High quality corporate governance helps to underpin long-term company performance. The UK has some of the highest standards of corporate governance in the world, which makes the UK market attractive to new investment.
The UK Corporate Governance Code
has been instrumental in spreading best boardroom practice throughout the listed sector since it was first issued in 1992. It operates on the principle of 'comply or explain'. It sets out good practice covering issues such as board composition and effectiveness, the role of board committees, risk management, remuneration and relations with shareholders.
Listed companies are required under the Listing Rules either to comply with the provisions of the Code or explain to investors in their next annual report why they have not done so. If shareholders are not satisfied they can use their powers, including the power to appoint and remove directors, to hold the company to account. In turn, investors are encouraged to sign up to the Stewardship Code, which sets standards for monitoring and engaging with the companies in which they invest.
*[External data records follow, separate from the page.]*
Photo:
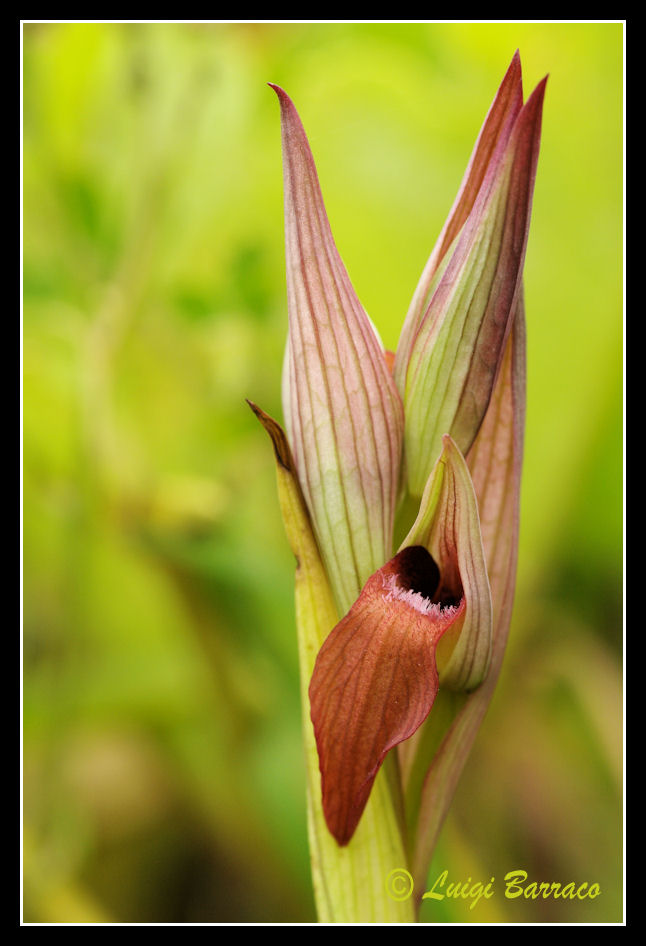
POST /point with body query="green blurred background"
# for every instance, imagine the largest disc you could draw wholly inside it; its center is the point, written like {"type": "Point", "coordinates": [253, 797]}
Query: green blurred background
{"type": "Point", "coordinates": [163, 773]}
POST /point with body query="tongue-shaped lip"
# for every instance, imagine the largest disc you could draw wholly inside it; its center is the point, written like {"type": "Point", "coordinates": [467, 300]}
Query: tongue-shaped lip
{"type": "Point", "coordinates": [375, 680]}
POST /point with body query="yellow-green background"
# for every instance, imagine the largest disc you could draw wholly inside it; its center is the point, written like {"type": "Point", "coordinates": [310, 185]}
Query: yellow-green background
{"type": "Point", "coordinates": [163, 775]}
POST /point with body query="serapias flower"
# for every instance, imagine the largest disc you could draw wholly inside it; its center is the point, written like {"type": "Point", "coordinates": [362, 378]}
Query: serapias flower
{"type": "Point", "coordinates": [362, 436]}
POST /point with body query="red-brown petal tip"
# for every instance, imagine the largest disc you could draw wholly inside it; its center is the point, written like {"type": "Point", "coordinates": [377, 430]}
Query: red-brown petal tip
{"type": "Point", "coordinates": [375, 681]}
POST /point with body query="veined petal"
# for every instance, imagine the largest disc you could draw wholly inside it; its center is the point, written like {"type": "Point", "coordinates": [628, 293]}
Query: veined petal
{"type": "Point", "coordinates": [457, 351]}
{"type": "Point", "coordinates": [376, 676]}
{"type": "Point", "coordinates": [496, 128]}
{"type": "Point", "coordinates": [375, 681]}
{"type": "Point", "coordinates": [448, 526]}
{"type": "Point", "coordinates": [495, 461]}
{"type": "Point", "coordinates": [344, 414]}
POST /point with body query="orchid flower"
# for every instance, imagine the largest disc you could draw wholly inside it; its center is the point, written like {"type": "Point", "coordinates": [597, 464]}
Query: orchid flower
{"type": "Point", "coordinates": [400, 653]}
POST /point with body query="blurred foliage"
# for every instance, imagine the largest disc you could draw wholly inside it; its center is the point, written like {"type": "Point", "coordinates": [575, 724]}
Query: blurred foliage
{"type": "Point", "coordinates": [163, 775]}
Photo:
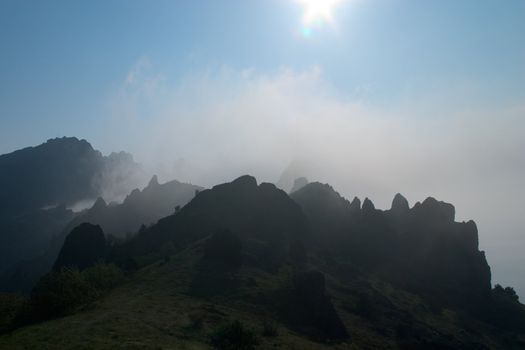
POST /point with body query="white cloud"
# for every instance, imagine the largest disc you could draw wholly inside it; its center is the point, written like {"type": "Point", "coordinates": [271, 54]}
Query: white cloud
{"type": "Point", "coordinates": [213, 126]}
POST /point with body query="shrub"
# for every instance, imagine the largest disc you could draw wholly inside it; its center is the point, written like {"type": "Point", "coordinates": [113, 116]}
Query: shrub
{"type": "Point", "coordinates": [234, 336]}
{"type": "Point", "coordinates": [103, 277]}
{"type": "Point", "coordinates": [269, 329]}
{"type": "Point", "coordinates": [59, 293]}
{"type": "Point", "coordinates": [12, 307]}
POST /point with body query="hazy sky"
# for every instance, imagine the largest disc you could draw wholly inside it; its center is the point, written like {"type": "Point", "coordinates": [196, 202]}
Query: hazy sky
{"type": "Point", "coordinates": [373, 96]}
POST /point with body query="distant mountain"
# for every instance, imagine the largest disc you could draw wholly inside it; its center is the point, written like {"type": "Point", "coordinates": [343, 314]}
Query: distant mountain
{"type": "Point", "coordinates": [62, 171]}
{"type": "Point", "coordinates": [252, 211]}
{"type": "Point", "coordinates": [37, 184]}
{"type": "Point", "coordinates": [421, 248]}
{"type": "Point", "coordinates": [140, 208]}
{"type": "Point", "coordinates": [244, 265]}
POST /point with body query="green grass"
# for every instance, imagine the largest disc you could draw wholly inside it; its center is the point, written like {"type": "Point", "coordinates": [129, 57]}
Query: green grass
{"type": "Point", "coordinates": [153, 309]}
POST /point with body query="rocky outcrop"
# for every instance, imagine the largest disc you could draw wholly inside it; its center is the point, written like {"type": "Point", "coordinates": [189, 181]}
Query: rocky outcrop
{"type": "Point", "coordinates": [311, 291]}
{"type": "Point", "coordinates": [83, 247]}
{"type": "Point", "coordinates": [299, 183]}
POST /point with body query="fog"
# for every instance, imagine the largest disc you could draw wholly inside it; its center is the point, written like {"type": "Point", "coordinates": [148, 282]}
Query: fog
{"type": "Point", "coordinates": [210, 127]}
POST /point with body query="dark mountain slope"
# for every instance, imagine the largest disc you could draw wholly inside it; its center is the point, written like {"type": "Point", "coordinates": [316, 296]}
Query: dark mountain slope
{"type": "Point", "coordinates": [139, 208]}
{"type": "Point", "coordinates": [247, 209]}
{"type": "Point", "coordinates": [60, 171]}
{"type": "Point", "coordinates": [396, 279]}
{"type": "Point", "coordinates": [38, 183]}
{"type": "Point", "coordinates": [422, 249]}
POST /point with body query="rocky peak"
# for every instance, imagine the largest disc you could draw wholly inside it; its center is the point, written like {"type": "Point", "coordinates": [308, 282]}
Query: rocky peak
{"type": "Point", "coordinates": [400, 204]}
{"type": "Point", "coordinates": [437, 210]}
{"type": "Point", "coordinates": [299, 183]}
{"type": "Point", "coordinates": [99, 204]}
{"type": "Point", "coordinates": [368, 206]}
{"type": "Point", "coordinates": [154, 181]}
{"type": "Point", "coordinates": [355, 205]}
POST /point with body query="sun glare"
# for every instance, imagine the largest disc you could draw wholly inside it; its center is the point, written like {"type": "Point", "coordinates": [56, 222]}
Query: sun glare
{"type": "Point", "coordinates": [318, 12]}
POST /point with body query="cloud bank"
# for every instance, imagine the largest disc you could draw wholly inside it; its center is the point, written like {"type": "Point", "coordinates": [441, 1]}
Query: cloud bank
{"type": "Point", "coordinates": [213, 126]}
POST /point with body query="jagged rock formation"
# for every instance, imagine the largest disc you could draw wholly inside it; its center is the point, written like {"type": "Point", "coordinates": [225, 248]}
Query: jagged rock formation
{"type": "Point", "coordinates": [421, 248]}
{"type": "Point", "coordinates": [245, 208]}
{"type": "Point", "coordinates": [83, 247]}
{"type": "Point", "coordinates": [311, 292]}
{"type": "Point", "coordinates": [39, 183]}
{"type": "Point", "coordinates": [62, 170]}
{"type": "Point", "coordinates": [299, 183]}
{"type": "Point", "coordinates": [139, 208]}
{"type": "Point", "coordinates": [328, 212]}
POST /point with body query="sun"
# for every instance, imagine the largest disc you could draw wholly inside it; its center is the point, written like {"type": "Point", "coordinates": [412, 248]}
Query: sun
{"type": "Point", "coordinates": [318, 12]}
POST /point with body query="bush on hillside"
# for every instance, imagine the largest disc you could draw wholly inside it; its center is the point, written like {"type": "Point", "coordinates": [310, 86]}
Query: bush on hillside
{"type": "Point", "coordinates": [12, 307]}
{"type": "Point", "coordinates": [234, 336]}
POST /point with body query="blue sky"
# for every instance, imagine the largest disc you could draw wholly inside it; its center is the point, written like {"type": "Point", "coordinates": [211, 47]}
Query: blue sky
{"type": "Point", "coordinates": [419, 97]}
{"type": "Point", "coordinates": [61, 60]}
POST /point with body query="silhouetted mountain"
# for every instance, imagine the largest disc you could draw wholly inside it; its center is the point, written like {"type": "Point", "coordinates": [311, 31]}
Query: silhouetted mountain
{"type": "Point", "coordinates": [329, 214]}
{"type": "Point", "coordinates": [83, 247]}
{"type": "Point", "coordinates": [299, 183]}
{"type": "Point", "coordinates": [422, 248]}
{"type": "Point", "coordinates": [38, 183]}
{"type": "Point", "coordinates": [26, 236]}
{"type": "Point", "coordinates": [327, 271]}
{"type": "Point", "coordinates": [141, 207]}
{"type": "Point", "coordinates": [61, 171]}
{"type": "Point", "coordinates": [245, 208]}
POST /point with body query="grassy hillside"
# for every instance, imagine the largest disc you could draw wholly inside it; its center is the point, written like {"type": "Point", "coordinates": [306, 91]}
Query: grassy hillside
{"type": "Point", "coordinates": [179, 302]}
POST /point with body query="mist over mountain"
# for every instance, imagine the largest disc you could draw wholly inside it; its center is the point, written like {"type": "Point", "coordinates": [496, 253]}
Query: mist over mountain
{"type": "Point", "coordinates": [63, 171]}
{"type": "Point", "coordinates": [71, 172]}
{"type": "Point", "coordinates": [314, 268]}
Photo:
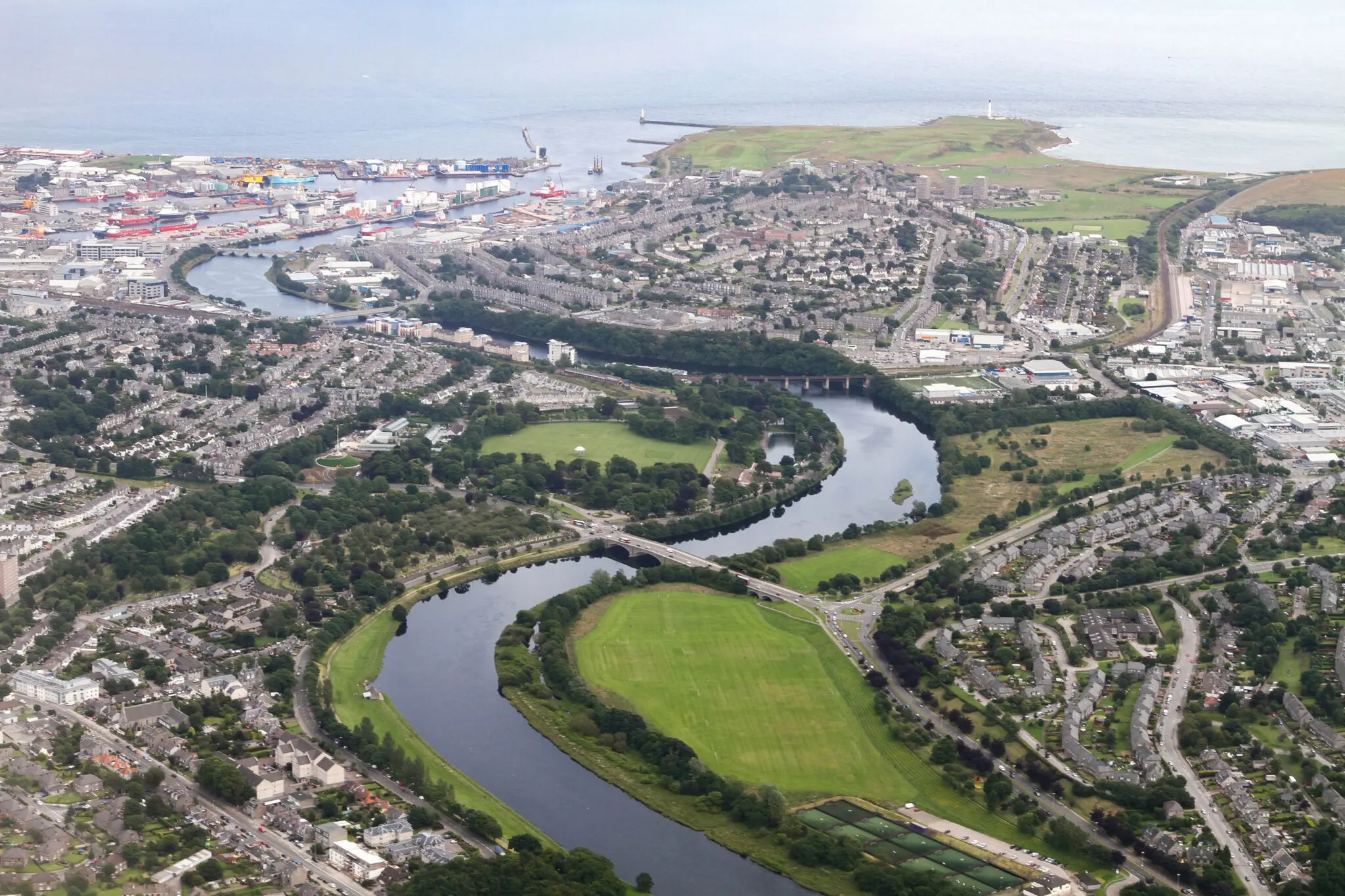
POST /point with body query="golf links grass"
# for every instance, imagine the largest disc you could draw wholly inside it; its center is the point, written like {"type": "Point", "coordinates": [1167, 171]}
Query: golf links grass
{"type": "Point", "coordinates": [763, 698]}
{"type": "Point", "coordinates": [600, 441]}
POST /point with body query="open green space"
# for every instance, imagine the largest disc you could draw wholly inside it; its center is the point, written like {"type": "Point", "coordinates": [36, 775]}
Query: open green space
{"type": "Point", "coordinates": [1115, 228]}
{"type": "Point", "coordinates": [1290, 668]}
{"type": "Point", "coordinates": [1006, 151]}
{"type": "Point", "coordinates": [1090, 446]}
{"type": "Point", "coordinates": [805, 572]}
{"type": "Point", "coordinates": [341, 461]}
{"type": "Point", "coordinates": [1086, 207]}
{"type": "Point", "coordinates": [600, 441]}
{"type": "Point", "coordinates": [766, 699]}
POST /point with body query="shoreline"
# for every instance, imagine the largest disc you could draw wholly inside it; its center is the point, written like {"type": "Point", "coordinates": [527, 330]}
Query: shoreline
{"type": "Point", "coordinates": [370, 662]}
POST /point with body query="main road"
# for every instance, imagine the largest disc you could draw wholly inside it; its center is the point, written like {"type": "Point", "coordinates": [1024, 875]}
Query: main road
{"type": "Point", "coordinates": [1170, 752]}
{"type": "Point", "coordinates": [272, 839]}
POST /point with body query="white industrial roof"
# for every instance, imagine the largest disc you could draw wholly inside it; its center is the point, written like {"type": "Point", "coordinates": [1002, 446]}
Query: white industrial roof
{"type": "Point", "coordinates": [1046, 366]}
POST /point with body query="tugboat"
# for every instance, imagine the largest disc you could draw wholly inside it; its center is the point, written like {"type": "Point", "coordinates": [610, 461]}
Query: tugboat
{"type": "Point", "coordinates": [171, 213]}
{"type": "Point", "coordinates": [550, 191]}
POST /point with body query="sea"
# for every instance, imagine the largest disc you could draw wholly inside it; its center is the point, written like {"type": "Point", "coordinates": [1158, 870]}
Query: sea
{"type": "Point", "coordinates": [1237, 86]}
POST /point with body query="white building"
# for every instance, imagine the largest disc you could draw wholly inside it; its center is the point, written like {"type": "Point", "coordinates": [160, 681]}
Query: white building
{"type": "Point", "coordinates": [46, 688]}
{"type": "Point", "coordinates": [558, 352]}
{"type": "Point", "coordinates": [354, 859]}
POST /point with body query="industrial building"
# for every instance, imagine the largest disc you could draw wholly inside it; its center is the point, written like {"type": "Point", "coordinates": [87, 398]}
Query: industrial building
{"type": "Point", "coordinates": [47, 688]}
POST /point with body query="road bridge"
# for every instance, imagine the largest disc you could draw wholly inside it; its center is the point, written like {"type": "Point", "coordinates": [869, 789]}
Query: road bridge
{"type": "Point", "coordinates": [807, 381]}
{"type": "Point", "coordinates": [636, 547]}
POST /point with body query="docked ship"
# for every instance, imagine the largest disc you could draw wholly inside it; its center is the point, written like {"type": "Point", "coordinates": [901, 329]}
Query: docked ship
{"type": "Point", "coordinates": [128, 217]}
{"type": "Point", "coordinates": [187, 223]}
{"type": "Point", "coordinates": [549, 191]}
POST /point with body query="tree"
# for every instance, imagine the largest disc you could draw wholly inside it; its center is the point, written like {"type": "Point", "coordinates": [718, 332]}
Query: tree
{"type": "Point", "coordinates": [997, 789]}
{"type": "Point", "coordinates": [1067, 836]}
{"type": "Point", "coordinates": [225, 779]}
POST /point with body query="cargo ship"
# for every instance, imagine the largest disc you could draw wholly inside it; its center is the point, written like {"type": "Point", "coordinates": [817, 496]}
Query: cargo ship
{"type": "Point", "coordinates": [550, 191]}
{"type": "Point", "coordinates": [187, 223]}
{"type": "Point", "coordinates": [284, 181]}
{"type": "Point", "coordinates": [129, 217]}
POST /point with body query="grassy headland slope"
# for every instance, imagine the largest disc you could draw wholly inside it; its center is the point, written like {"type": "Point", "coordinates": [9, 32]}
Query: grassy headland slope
{"type": "Point", "coordinates": [1306, 188]}
{"type": "Point", "coordinates": [1006, 151]}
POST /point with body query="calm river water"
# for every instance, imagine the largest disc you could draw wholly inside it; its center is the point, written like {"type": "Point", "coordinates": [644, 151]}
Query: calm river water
{"type": "Point", "coordinates": [441, 675]}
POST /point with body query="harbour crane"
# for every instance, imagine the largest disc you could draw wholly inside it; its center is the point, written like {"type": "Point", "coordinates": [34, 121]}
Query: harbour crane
{"type": "Point", "coordinates": [539, 152]}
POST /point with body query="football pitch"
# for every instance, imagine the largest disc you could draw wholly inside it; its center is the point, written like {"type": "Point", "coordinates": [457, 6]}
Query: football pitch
{"type": "Point", "coordinates": [600, 441]}
{"type": "Point", "coordinates": [763, 698]}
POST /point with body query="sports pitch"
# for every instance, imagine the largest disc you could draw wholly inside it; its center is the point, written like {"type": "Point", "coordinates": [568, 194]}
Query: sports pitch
{"type": "Point", "coordinates": [600, 441]}
{"type": "Point", "coordinates": [763, 698]}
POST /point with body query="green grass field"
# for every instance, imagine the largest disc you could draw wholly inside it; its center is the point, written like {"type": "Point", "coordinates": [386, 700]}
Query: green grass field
{"type": "Point", "coordinates": [1086, 206]}
{"type": "Point", "coordinates": [1110, 227]}
{"type": "Point", "coordinates": [766, 699]}
{"type": "Point", "coordinates": [1290, 668]}
{"type": "Point", "coordinates": [600, 441]}
{"type": "Point", "coordinates": [805, 572]}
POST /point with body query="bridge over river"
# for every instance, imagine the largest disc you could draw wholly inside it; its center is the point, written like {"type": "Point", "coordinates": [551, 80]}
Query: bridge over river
{"type": "Point", "coordinates": [669, 554]}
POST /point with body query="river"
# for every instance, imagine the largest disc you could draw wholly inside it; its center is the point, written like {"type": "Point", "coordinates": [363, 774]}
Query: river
{"type": "Point", "coordinates": [441, 675]}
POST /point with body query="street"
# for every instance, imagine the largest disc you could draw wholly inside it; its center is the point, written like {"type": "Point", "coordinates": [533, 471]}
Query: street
{"type": "Point", "coordinates": [278, 843]}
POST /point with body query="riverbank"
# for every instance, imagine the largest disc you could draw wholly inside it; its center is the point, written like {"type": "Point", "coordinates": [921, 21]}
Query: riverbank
{"type": "Point", "coordinates": [287, 286]}
{"type": "Point", "coordinates": [355, 661]}
{"type": "Point", "coordinates": [567, 721]}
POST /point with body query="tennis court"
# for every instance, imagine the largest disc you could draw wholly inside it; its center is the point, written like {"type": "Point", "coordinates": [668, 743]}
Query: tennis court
{"type": "Point", "coordinates": [847, 812]}
{"type": "Point", "coordinates": [925, 864]}
{"type": "Point", "coordinates": [881, 826]}
{"type": "Point", "coordinates": [917, 844]}
{"type": "Point", "coordinates": [888, 852]}
{"type": "Point", "coordinates": [956, 860]}
{"type": "Point", "coordinates": [856, 833]}
{"type": "Point", "coordinates": [971, 885]}
{"type": "Point", "coordinates": [818, 820]}
{"type": "Point", "coordinates": [900, 844]}
{"type": "Point", "coordinates": [996, 878]}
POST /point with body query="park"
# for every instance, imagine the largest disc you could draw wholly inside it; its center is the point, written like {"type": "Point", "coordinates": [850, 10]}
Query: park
{"type": "Point", "coordinates": [600, 442]}
{"type": "Point", "coordinates": [764, 696]}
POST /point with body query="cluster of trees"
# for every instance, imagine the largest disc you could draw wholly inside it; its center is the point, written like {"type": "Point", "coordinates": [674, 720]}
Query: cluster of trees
{"type": "Point", "coordinates": [1034, 408]}
{"type": "Point", "coordinates": [1215, 879]}
{"type": "Point", "coordinates": [369, 535]}
{"type": "Point", "coordinates": [730, 351]}
{"type": "Point", "coordinates": [198, 538]}
{"type": "Point", "coordinates": [222, 778]}
{"type": "Point", "coordinates": [1180, 559]}
{"type": "Point", "coordinates": [527, 871]}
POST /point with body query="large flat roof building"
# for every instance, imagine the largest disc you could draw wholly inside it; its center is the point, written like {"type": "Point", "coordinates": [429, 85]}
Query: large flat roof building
{"type": "Point", "coordinates": [46, 688]}
{"type": "Point", "coordinates": [1047, 367]}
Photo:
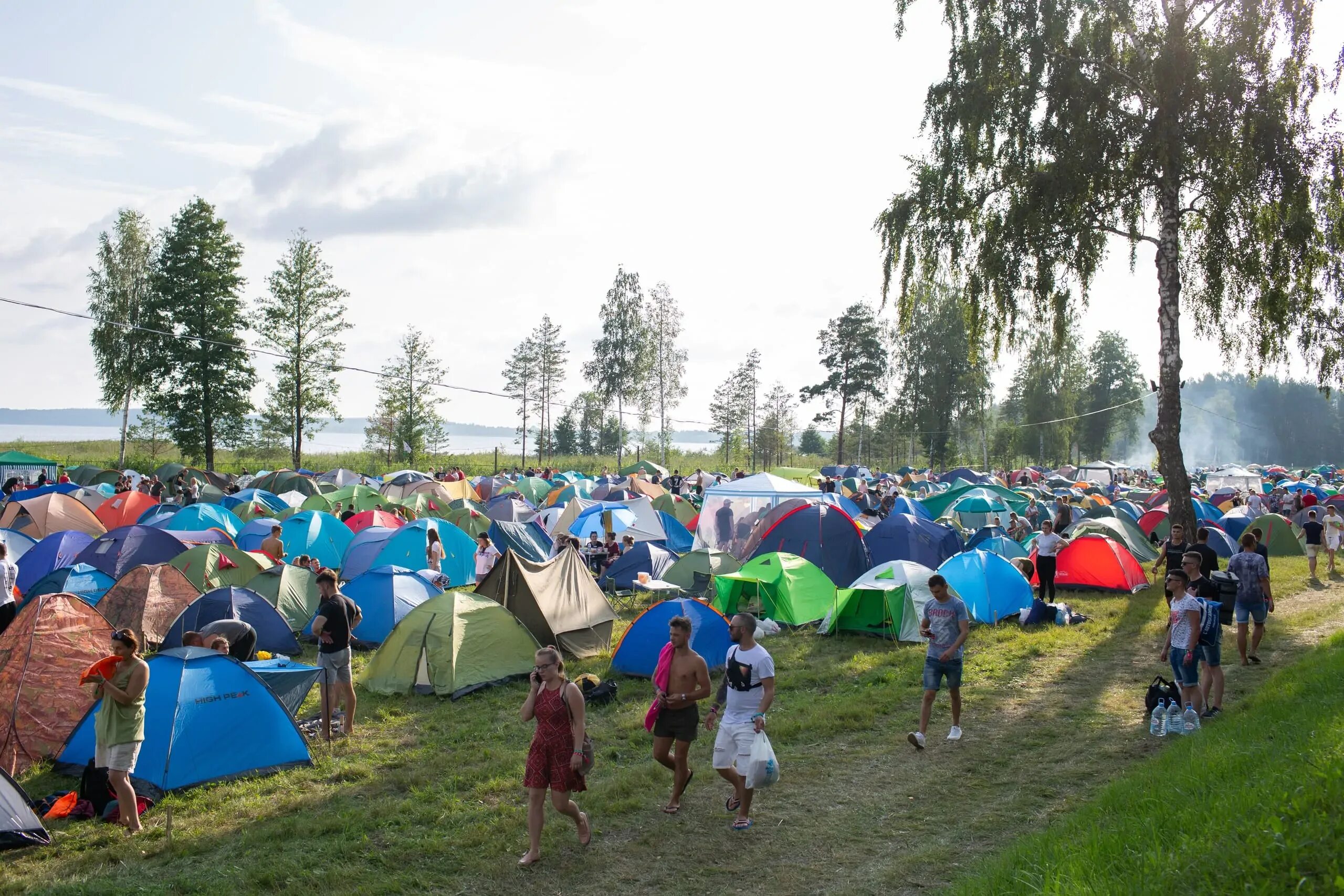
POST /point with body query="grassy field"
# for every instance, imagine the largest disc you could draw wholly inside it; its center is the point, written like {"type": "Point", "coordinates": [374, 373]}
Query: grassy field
{"type": "Point", "coordinates": [426, 797]}
{"type": "Point", "coordinates": [1252, 804]}
{"type": "Point", "coordinates": [104, 453]}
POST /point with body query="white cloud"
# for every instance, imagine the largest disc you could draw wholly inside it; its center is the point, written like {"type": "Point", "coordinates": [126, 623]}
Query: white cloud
{"type": "Point", "coordinates": [99, 105]}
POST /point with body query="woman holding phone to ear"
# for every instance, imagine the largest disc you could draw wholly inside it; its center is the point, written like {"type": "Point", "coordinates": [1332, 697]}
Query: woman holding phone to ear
{"type": "Point", "coordinates": [557, 753]}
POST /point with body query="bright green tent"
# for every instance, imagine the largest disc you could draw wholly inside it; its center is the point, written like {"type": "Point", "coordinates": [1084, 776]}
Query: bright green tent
{"type": "Point", "coordinates": [802, 475]}
{"type": "Point", "coordinates": [1120, 527]}
{"type": "Point", "coordinates": [695, 571]}
{"type": "Point", "coordinates": [214, 566]}
{"type": "Point", "coordinates": [879, 612]}
{"type": "Point", "coordinates": [450, 645]}
{"type": "Point", "coordinates": [644, 467]}
{"type": "Point", "coordinates": [289, 589]}
{"type": "Point", "coordinates": [1281, 537]}
{"type": "Point", "coordinates": [783, 586]}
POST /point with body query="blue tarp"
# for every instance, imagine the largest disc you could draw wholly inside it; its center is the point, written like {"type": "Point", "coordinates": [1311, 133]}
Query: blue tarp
{"type": "Point", "coordinates": [207, 718]}
{"type": "Point", "coordinates": [131, 546]}
{"type": "Point", "coordinates": [992, 587]}
{"type": "Point", "coordinates": [273, 633]}
{"type": "Point", "coordinates": [82, 581]}
{"type": "Point", "coordinates": [824, 535]}
{"type": "Point", "coordinates": [904, 536]}
{"type": "Point", "coordinates": [637, 653]}
{"type": "Point", "coordinates": [363, 550]}
{"type": "Point", "coordinates": [406, 549]}
{"type": "Point", "coordinates": [642, 558]}
{"type": "Point", "coordinates": [529, 541]}
{"type": "Point", "coordinates": [57, 550]}
{"type": "Point", "coordinates": [386, 594]}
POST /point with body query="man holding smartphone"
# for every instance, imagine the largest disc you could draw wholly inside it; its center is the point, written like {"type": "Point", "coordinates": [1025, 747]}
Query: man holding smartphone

There are a number of advantages to the 'comply or explain' approach. Its inherent flexibility means that it is possible to set more demanding standards that can be done through hard rules. Experience has shown that the vast majority of companies attain these standards. In addition, requiring companies to report to shareholders rather than regulators means that the decision on whether a company's governance is adequate is taken by those in whose interest the board is meant to act. The Stewardship Code similarly makes investors more accountable to their clients and beneficiaries, as well as helping companies.
A detailed explanation of the code-based approach, and how it fits into the UK's overall regulatory framework, can be found in The UK Approach to Corporate Governance
Both Codes are normally updated every two years to ensure they stay relevant. Any changes are subject to extensive consultation and dialogue with the market. The most recent editions of both Codes were published in September 2012.
In addition to the UK Corporate Governance Code the FRC publishes a series of guidance notes intended to assist companies address specific aspects of governance and accountability. They cover board effectiveness, risk management and internal control, the role of audit committees, and assessing and reporting on whether the business is a going concern.